The insurance tax required under the reform law will increase consumers' insurance costs by as much as $7,000 over the next 10 years, according to a study commissioned by America's Health Insurance Plans.
Insurers will be taxed $8 billion in 2014 and then $14.3 billion in 2018. The tax amount will increase each year thereafter, potentially soaring to as high as $100 billion over the next 10 years, The Washington Examiner reported.
"Taxing health insurance will have the opposite effect by making it more expensive," AHIP President Karen Ignagni said in a statement. That's because insurers are expected to pass the added costs onto consumers.
The rate at which premiums will grow depends upon the state, but on average, an employer-based family plan could cost roughly $7,200 more over 10 years, or about $720 per year, reported The Hill's Healthwatch.
California consumers will see the largest growth in premiums, potentially rising as high as $22.4 billion in 10 years. New York, Pennsylvania, Florida, Texas, Illinois, New Jersey, Ohio, Georgia and Massachusetts round out the top 10 states that will be most impacted by the insurance tax, the study found.
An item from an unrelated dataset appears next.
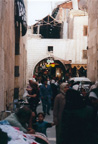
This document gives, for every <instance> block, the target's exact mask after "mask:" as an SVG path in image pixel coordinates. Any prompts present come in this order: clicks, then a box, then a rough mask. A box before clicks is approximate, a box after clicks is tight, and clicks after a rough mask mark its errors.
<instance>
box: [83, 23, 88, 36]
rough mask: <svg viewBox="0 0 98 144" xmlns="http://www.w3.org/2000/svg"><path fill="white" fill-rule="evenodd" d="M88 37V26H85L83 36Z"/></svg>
mask: <svg viewBox="0 0 98 144" xmlns="http://www.w3.org/2000/svg"><path fill="white" fill-rule="evenodd" d="M87 35H88V26H87V25H85V26H84V27H83V36H87Z"/></svg>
"At a time when [Massachusetts] is taking steps to contain cost, the health insurance tax at the federal level is going to exacerbate the challenge of getting costs under control," Eric Linzer, senior vice president for government relations at the Massachusetts Association of Health Plans, told The MetroWest Daily News. "What would have to happen at the federal level is a repeal of the insurance tax."